May 19, 2023 11:15:01 AM
Weekly Market Wrap 19/05/2023
The G7 meet as Zelensky prepared to join them in Hiroshima. German shares near a record as inflation and the US debt ceiling again dominated investor sentiment.
The UK market ended the week slightly positive. UK wage data for March 2023 was released this week, the report showed that the average private sector wages had increased by 6.7% YoY, whilst UK unemployment jumped to its highest level in over a year (3.9% vs 3.8% est). The continued push higher in wages is feared by the Bank of England to be fuelling higher inflation, as another increase in UK unemployment has opened the door to conversations of an interest rate pause for the Bank of England. Despite this, UK consumer confidence rose for the fourth consecutive month in May. UK CPI will be released next Wednesday, with markets hoping to see a clear fall in inflation after seven consecutive readings above 10%. Another rate increase is expected at the June meeting for the BoE, with the base rate expected to raise 0.25% to 4.75%. Andrew Bailey commented on Wednesday that rates would be lifted as far “as necessary” to get inflation towards the BoE’s target level.
The S&P 500 is set to end the week up 1.79% at 4,198 and the NASDAQ is 3.71% higher at 13,834. Investor concern over a potential US government default has subsided after President Biden and congressional Republican Kevin McCarthy reinforced their stance, that agreeing a deal on raising the debt ceiling was a top priority. The news that an agreement was likely, pushed US markets higher, with the momentum supported by US jobs data. Initial jobless claims came in below expectations (242k vs 254k est), boosting investor optimism that the US economy could be able to withstand the Fed’s increased interest rates.
The Euro Stoxx 50 is currently up 0.86% at 4,075, the DAX is 2.18% higher at 16,258, whilst the CAC 40 has gained 1.00% to 7,489. The short term outlook for the European Union economic growth was lifted on Monday, with the 2023 estimate rising to 1.0% from 0.8%, whilst the 2024 estimate rose from 1.6% to 1.7%. A key driver of the increased growth is rapidly falling energy prices in Europe, with lower energy bills working their way into the economy for businesses and consumers. German consumer prices rose by more than expected in April, increasing by 4.1% YoY (est 4.0%), however this was the smallest increase since April 2021, a clear showing that price inflation is rapidly falling back to more sustainable levels.

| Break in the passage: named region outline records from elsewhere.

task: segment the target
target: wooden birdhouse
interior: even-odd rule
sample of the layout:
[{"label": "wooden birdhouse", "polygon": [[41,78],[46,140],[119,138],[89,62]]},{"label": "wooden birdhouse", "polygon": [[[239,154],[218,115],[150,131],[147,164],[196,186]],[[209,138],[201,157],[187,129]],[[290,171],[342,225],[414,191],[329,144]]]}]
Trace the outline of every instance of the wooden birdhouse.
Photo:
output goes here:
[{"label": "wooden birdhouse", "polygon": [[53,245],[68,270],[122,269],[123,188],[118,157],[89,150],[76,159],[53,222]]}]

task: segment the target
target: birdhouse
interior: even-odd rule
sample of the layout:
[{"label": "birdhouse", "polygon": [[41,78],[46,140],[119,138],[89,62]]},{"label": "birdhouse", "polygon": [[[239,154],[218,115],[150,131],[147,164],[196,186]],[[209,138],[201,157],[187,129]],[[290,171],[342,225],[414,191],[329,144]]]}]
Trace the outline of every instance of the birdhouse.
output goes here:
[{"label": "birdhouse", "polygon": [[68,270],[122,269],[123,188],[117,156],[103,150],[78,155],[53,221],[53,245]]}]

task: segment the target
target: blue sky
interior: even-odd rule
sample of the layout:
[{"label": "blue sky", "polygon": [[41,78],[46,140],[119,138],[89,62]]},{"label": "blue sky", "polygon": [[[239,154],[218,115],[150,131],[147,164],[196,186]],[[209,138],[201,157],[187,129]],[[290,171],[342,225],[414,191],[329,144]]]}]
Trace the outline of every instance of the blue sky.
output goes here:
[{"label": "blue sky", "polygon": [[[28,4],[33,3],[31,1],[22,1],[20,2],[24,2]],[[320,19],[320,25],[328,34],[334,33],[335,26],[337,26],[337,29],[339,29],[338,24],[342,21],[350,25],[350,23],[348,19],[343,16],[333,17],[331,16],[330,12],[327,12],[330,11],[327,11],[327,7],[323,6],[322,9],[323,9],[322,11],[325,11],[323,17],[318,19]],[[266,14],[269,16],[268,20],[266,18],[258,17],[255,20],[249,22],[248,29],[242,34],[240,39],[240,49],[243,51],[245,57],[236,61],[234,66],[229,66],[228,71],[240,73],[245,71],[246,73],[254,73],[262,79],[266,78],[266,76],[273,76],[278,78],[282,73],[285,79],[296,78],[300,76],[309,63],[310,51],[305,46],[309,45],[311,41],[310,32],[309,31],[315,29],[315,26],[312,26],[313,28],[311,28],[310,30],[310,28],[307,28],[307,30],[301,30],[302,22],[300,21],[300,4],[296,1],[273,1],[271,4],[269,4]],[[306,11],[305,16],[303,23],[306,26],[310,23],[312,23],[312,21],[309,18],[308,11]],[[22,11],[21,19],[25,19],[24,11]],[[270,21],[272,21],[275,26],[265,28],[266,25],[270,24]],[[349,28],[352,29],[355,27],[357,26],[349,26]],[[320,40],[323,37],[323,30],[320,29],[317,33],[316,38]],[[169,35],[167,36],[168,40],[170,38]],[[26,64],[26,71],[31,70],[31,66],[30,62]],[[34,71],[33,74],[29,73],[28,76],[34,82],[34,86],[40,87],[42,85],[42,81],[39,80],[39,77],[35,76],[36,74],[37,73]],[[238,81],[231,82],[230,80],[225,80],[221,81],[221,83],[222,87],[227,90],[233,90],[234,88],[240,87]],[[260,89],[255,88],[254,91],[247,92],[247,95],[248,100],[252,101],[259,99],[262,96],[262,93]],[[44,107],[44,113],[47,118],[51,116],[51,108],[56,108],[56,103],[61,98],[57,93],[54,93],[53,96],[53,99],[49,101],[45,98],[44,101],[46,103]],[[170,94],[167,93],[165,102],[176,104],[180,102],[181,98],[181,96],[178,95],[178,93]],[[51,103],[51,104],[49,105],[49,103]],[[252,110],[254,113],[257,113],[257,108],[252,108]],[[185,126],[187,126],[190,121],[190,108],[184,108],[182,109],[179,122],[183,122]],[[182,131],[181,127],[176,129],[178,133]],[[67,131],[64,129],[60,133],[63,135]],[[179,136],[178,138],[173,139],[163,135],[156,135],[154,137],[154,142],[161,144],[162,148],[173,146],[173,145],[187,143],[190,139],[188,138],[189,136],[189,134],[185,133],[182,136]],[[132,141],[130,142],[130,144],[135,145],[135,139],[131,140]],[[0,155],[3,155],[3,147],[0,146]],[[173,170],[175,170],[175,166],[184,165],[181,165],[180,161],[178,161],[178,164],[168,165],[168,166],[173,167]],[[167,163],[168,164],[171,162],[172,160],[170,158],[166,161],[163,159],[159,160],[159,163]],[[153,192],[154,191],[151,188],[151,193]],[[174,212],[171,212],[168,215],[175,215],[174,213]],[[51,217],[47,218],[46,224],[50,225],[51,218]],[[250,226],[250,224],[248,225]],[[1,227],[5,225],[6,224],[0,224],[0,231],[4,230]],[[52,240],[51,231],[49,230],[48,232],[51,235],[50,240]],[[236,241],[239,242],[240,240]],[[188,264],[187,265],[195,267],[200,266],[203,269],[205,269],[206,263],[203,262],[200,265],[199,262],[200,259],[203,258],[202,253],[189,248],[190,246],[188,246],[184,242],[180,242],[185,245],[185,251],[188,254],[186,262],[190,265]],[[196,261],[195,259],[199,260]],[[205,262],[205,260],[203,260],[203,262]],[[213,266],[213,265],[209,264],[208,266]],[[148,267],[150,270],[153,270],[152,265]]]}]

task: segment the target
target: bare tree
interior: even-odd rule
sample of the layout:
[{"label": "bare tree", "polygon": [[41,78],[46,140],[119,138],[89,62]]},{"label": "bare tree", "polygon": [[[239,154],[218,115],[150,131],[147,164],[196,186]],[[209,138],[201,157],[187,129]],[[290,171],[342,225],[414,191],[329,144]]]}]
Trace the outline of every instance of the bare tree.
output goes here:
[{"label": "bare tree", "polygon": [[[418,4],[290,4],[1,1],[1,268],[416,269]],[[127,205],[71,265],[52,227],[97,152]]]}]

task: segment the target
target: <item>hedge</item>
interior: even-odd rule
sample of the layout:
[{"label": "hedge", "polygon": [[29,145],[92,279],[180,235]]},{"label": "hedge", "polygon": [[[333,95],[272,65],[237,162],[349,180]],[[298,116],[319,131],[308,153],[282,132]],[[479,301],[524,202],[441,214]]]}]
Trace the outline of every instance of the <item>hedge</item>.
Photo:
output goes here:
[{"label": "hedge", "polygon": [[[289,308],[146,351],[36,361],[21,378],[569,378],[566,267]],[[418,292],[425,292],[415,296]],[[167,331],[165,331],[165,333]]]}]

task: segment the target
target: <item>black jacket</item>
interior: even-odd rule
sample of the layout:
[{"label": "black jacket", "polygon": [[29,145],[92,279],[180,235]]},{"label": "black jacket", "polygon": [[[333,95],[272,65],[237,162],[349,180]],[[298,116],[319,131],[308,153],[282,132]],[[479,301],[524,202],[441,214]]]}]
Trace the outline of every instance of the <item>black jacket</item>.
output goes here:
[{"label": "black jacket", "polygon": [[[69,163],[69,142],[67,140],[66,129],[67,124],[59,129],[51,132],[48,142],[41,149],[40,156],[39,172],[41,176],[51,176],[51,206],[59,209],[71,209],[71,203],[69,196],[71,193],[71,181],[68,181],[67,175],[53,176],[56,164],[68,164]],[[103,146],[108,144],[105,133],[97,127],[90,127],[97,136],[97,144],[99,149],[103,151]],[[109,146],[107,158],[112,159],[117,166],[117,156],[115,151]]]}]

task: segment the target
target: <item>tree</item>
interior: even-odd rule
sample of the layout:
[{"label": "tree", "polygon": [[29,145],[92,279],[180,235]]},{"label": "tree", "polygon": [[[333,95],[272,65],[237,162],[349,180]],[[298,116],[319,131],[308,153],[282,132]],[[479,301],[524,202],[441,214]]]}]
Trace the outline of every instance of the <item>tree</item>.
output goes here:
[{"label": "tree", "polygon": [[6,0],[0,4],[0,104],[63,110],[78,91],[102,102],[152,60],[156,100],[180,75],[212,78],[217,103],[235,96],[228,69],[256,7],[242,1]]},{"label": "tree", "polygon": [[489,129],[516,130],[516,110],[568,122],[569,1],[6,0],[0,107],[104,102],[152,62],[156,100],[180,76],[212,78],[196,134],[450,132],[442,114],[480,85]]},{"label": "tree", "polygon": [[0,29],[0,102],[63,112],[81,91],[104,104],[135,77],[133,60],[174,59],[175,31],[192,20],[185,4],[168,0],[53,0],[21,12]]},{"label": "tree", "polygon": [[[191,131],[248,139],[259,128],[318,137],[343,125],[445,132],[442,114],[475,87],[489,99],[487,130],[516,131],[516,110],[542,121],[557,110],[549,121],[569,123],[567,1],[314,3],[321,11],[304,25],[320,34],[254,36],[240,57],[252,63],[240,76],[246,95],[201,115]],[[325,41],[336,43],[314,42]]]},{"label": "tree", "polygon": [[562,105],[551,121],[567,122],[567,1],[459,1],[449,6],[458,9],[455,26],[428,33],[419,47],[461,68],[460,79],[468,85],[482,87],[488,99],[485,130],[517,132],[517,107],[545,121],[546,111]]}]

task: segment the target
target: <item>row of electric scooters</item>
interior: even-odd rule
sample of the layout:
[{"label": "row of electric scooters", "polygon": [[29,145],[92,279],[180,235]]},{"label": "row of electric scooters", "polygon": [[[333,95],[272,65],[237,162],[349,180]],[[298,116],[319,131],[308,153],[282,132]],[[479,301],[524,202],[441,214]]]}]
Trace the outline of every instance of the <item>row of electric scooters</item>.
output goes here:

Yields on 10-Year US government bonds jumped by 0.19% this week to 3.65%, after two Fed policy makers said inflation is not cooling fast enough, reopening the door to potential further hikes. Markets are currently pricing in a 33% probability of another rate increase in the June meeting.
Brent Crude is set to end the week up 3.28%, as markets gained optimism over the movement towards a resolution of the US debt ceiling issue.
The Week Ahead
Monday – PBoC Interest Rate Decision
Tuesday – European Composite PMI
Wednesday – UK CPI, FOMC Minutes
Thursday – US GDP, Initial Jobless Claims
Friday – UK Retail Sales, US Consumer Sentiment
*Price changes as of last week’s close unless stated otherwise.